FICYT
La FICYT n’est pas une entreprise « verte » au sens marché : c’est la fondation qui fait tourner la machinerie des aides, des appels à projets et de la recherche pour décarboner un bassin industriel encore marqué par le charbon.
À propos de FICYT
1. Modèle économique
La FICYT vit essentiellement de budgets publics et de mandats de gestion au sein de l’écosystème régional de l’innovation : elle pilote notamment le Plan de science, technologie et innovation (PCTI), l’« Oficina de Proyectos Europeos » et publie ses comptes via un portail de transparence. Elle n’a pas de « chiffre d’affaires » comparable à une industrielle ; son enveloppe opérationnelle s’inscrit dans celle de SEKUENS, l’agence asturienne sous laquelle elle est rangée : le projet de budget 2025 du groupe fait état d’environ 75,8 M€ au total pour agence et fondations satellites (budget SEKUENS 2025). Les charges de personnel y sont budgétées à 4,81 M€ en 2025 (même source). Les recettes propres « à la startup » ou levées de fonds privées : non trouvées dans les documents publics consultés ; le modèle reste celui d’un opérateur de politiques publiques financé par la Principauté et les programmes européens.
2. Impact réel
L’impact climat est indirect mais massif : la FICYT canalise l’argent et les projets qui transforment la chaîne de valeur énergétique asturienne. L’Asturies a été promise plus de 260 M€ au titre du Fonds de transition juste européen, dont une part importante doit financer investissements des entreprises dans les EnR et nouveaux vecteurs ; la Principauté a ouvert une première ligne à 40 M€ pour équipements solaires, éoliens et batteries (lancement des aides FTJ). Sur le terrain industriel, un projet emblématique voisin illustre la trajectoire visée : 78 M€ d’aide IPCEI pour un électrolyseur de 100 MW visant 12 000 t/an d’hydrogène vert sur l’ancienne plateforme thermique d’Aboño.

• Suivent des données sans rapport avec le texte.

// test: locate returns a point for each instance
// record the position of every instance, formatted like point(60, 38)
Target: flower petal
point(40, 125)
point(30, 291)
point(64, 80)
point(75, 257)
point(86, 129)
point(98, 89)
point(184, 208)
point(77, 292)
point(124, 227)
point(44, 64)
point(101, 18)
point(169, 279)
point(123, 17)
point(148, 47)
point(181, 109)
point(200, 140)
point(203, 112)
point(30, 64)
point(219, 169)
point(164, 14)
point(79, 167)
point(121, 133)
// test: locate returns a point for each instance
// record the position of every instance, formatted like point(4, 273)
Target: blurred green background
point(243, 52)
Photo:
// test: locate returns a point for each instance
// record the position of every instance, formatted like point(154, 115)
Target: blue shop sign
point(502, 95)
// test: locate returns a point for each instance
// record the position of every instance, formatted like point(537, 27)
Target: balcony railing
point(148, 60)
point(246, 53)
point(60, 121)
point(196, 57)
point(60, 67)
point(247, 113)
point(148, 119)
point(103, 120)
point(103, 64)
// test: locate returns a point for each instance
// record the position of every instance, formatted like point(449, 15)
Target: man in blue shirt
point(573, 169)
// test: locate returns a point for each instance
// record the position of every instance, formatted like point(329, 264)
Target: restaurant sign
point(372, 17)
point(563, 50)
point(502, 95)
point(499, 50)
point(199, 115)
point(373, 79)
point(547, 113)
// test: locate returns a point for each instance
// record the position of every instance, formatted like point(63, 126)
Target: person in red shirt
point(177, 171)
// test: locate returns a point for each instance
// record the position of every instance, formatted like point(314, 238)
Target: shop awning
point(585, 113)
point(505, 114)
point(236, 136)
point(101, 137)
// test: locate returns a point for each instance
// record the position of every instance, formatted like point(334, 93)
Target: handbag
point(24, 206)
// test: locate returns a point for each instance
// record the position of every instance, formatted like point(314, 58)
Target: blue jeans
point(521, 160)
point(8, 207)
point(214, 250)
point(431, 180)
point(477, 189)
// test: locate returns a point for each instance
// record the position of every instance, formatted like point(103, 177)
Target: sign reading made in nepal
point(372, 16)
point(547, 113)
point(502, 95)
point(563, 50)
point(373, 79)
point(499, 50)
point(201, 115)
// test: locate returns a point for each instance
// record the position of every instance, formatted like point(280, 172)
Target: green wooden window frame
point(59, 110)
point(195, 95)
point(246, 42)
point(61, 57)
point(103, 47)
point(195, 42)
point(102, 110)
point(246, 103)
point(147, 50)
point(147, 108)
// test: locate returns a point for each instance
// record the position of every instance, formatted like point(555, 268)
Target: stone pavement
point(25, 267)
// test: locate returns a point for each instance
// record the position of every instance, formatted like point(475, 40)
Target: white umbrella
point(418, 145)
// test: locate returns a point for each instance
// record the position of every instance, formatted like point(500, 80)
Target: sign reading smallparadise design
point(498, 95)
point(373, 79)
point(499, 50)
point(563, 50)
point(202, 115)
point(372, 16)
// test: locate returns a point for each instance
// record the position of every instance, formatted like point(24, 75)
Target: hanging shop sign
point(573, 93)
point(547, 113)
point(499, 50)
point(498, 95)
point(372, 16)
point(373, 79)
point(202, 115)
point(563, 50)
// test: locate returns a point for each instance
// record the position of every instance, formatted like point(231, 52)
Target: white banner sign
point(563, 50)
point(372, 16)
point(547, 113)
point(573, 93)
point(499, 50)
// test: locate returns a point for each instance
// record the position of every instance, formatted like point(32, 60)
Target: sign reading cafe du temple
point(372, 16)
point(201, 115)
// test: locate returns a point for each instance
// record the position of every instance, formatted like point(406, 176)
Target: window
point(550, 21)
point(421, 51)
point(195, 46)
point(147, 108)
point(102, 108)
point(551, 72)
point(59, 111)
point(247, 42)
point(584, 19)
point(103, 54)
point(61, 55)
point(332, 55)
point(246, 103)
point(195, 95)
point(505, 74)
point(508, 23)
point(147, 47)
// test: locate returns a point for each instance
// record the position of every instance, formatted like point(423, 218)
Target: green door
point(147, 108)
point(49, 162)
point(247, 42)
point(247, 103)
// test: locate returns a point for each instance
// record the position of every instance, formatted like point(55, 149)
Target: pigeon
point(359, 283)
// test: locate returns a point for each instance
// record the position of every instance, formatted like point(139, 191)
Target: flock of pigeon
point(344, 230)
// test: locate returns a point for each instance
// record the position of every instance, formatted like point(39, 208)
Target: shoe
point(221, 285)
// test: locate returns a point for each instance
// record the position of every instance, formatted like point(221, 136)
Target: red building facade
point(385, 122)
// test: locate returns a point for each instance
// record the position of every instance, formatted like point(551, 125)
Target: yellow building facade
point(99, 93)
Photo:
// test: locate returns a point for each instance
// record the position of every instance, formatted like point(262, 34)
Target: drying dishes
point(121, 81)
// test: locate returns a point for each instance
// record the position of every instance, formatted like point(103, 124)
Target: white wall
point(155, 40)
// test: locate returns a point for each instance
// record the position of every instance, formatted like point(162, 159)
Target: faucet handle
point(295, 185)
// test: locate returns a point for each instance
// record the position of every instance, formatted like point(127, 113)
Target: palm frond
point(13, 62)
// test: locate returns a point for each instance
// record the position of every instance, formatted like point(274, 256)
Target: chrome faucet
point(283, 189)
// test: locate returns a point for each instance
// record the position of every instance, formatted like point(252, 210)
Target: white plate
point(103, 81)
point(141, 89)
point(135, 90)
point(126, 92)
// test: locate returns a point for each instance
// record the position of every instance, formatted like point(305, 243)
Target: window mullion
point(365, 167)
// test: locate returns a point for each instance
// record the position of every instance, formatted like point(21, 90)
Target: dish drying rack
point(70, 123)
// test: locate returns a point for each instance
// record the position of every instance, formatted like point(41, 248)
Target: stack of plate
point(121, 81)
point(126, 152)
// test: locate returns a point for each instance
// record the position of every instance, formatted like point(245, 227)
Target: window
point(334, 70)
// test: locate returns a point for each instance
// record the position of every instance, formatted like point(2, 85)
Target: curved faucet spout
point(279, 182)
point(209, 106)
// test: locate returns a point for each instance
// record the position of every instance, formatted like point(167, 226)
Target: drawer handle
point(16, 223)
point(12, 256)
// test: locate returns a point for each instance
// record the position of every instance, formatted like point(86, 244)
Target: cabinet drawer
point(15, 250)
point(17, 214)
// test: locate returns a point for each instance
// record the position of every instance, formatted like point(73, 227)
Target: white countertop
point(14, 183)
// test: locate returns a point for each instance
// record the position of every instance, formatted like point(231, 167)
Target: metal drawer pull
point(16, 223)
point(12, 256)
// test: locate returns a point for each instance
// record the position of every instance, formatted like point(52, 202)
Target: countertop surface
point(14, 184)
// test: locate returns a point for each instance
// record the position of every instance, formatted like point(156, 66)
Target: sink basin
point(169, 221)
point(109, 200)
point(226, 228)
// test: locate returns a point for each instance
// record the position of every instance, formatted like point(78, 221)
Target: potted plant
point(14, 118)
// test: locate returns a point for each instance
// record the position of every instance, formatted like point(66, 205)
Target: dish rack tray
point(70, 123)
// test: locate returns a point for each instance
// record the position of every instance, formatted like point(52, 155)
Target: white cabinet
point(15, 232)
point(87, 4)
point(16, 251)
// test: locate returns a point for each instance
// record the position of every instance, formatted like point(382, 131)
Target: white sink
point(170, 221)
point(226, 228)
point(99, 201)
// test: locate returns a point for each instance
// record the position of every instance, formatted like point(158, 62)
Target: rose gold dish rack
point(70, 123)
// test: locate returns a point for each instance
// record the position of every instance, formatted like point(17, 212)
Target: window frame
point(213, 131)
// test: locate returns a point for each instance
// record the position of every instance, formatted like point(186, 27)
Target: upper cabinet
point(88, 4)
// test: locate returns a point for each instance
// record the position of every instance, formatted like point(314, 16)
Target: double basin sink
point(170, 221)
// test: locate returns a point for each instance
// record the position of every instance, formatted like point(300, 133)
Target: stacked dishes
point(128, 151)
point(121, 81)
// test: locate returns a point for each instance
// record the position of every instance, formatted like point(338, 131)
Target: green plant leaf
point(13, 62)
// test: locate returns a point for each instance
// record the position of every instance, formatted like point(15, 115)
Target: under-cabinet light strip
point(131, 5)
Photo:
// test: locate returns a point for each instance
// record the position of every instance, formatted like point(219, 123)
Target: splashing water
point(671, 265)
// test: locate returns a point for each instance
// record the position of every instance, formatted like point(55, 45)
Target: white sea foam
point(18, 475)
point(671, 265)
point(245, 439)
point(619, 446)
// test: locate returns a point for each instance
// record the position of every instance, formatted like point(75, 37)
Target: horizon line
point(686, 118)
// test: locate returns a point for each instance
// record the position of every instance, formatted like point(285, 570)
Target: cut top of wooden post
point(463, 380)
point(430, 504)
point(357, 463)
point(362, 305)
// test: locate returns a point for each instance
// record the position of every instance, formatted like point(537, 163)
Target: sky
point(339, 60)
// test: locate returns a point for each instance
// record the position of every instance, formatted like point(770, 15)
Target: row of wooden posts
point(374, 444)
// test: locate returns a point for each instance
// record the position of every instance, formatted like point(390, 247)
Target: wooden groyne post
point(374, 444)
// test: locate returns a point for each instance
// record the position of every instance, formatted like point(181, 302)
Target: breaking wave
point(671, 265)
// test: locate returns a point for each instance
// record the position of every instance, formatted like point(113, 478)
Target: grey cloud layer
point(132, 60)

La FICYT ne « fait pas » ces tonnes de H₂ ; elle réduit les frictions entre institutions, entreprises et financeurs — ce qui conditionne si les objectifs espagnols et européens de décarbonation passent du papier aux chantiers.
3. Innovations / partenariats
La fondation structure la coopération recherche–entreprise : par exemple 438 682,98 € pour la période 2023–2025 sur le projet Hydrogen Hub Asturias porté avec l’université d’Oviedo. Elle anime aussi la présence régionale dans les programmes européens : appel historique sur la plateforme CETPartnership (échéance des propositions complètes au 2 avril 2025 selon la page), ligne RENEW-BOOSTER 2026 (jusqu’à 60 000 € par PME pour des solutions d’autonomie énergétique), ou encore 700 000 € pour les réseaux de recherche 2025. Une enveloppe de 7,5 M€ sur deux exercices a été mobilisée pour les groupes de recherche (résolution de concession publiée en janvier 2025 selon la convocation).
4. Greenwashing / zones grises
Le principal risque n’est pas un slogan marketing mais un décalfutage administratif : en avril 2024, la presse régionale titrait encore que les 263 M€ du FTJ restaient sans convocations publiques quinze mois après l’approbation du plan — tension forte entre ambition affichée et délivrance réelle des aides. La suite a montré une demande qui gonfle les enveloppes : les aides à la décarbonisation des grandes entreprises sont passées à 48 M€ face à l’afflux de dossiers en 2024, ce qui pose la question du suivi et du contrôle par les opérateurs — FICYT comprise au sein du dispositif SEKUENS. Par ailleurs, 80 % du FTJ est destiné aux projets d’entreprises selon la présentation budgétaire SEKUENS (document de travail 2025) : une concentration qui maximise l’effet sur le tissu productif mais accentue la dépendance aux fonds européens et au rythme des appels — sans alternative « marché pur » pour les territoires structuralement sous-dotés en capitaux propres.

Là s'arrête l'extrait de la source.